3.2. Study Area and Data
The data source for this study is the open-source AIS data from the Danish Maritime Administration’s relevant website. The research area is a rectangular region within 52.7059.22° north latitude and 0.1618.58° east longitude. This maritime region is at the intersection of the Baltic Sea and the North Sea, serving as a major European maritime traffic hub with abundant ship trajectory data resources, including AIS data and satellite remote sensing data. These data encompass numerous ship trajectories, providing ample support for constructing trajectory prediction models and facilitating in-depth analysis of ship trajectory prediction.
For this study, over 33 million data points from 1 March 2023 to 3 March 2023 were selected as the dataset. Each AIS data entry contains 27 pieces of information, with commonly used fields categorized into three types, as shown in
Table 2. These include Maritime Mobile Service Identity (MMSI), ship name, latitude and longitude, and turning angle rate.

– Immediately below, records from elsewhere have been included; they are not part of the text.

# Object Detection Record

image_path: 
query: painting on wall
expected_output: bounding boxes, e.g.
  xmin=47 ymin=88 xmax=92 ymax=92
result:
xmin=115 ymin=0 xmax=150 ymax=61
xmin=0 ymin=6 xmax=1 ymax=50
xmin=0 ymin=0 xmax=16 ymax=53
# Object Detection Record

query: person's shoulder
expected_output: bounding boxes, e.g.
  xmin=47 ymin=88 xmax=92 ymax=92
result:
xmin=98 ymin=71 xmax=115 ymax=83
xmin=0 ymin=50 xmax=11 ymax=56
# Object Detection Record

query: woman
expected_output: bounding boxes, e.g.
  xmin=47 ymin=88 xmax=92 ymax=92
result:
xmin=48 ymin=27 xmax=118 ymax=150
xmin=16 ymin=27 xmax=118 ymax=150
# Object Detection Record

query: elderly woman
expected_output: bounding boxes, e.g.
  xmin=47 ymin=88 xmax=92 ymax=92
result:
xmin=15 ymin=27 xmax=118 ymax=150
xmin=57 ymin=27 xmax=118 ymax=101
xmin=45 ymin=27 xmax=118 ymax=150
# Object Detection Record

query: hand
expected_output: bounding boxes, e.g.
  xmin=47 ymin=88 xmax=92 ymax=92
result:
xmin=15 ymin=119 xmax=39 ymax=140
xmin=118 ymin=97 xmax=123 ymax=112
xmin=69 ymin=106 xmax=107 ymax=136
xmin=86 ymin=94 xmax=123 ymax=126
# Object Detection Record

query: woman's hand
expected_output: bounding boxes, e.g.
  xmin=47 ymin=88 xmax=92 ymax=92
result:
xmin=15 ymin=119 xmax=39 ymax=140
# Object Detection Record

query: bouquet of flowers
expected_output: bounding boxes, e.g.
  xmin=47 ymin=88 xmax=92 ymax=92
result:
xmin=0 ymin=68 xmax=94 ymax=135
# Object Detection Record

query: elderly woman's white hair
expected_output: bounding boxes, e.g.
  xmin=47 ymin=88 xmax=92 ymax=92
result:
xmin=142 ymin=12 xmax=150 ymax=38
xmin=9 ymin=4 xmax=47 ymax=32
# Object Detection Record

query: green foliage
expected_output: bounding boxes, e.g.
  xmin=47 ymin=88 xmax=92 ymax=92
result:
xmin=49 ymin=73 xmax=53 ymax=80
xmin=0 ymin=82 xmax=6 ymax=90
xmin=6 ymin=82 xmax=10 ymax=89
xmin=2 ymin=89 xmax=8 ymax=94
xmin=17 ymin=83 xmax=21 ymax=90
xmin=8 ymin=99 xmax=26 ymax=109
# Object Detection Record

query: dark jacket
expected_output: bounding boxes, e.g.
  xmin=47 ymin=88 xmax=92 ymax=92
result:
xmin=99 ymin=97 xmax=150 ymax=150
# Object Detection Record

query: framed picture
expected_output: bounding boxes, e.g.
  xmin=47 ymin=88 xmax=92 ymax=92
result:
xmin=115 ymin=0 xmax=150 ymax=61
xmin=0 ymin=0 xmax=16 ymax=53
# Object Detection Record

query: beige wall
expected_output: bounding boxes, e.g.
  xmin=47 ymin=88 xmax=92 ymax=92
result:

Different message types serve different purposes. For instance, papers often use the ship’s unique identifier, MMSI, to classify existing data and reorganize the AIS data, which were originally sorted by time series, to obtain the trajectories of individual ships over a specific period.
The units and data types of the AIS data fields that can be used in this study are declared as follows, as shown in
Table 3.
3.3. Data Preprocessing
3.3.1. Data Cleaning
The original AIS dataset has a large amount of data and contains very miscellaneous information. In the process of data transmission, loss and errors are likely to occur, so data cleaning must be carried out. The steps of data cleaning in this paper are as follows:
- (1)
Remove data from outside the study area.
- (2)
The official ship’s unique identification MMSI is a nine-digit identifier that removes the incorrect MMSI.
- (3)
AIS data contains 27 fields. Some fields, such as type of position fixing device, are not used and need to be removed.
- (4)
The drift points in the trajectory are eliminated at a maximum speed of 50 knots.
- (5)
Ships that are too small will be greatly affected by wind direction, wind speed, sea water flow, etc., and it is not easy to forecast, so ships that are less than 5 m long and less than 3 m wide are eliminated.
- (6)
As LLMs in this study relies on semantic information for training, it is necessary to screen out data with relatively complete data information and high quality. Consequently, data of certain fields (such as MMSI, SOG, COG, navigation status, ship name, destination, ship type, ROT, etc.) that were empty, “Unknown”, “Unknown Value”, “Undefined”, or “NAN” were eliminated.
- (7)
Filter out data with navigation statuses of “Moored,” “At anchor,” “Aground,” and other statuses indicating the vessel is not in motion.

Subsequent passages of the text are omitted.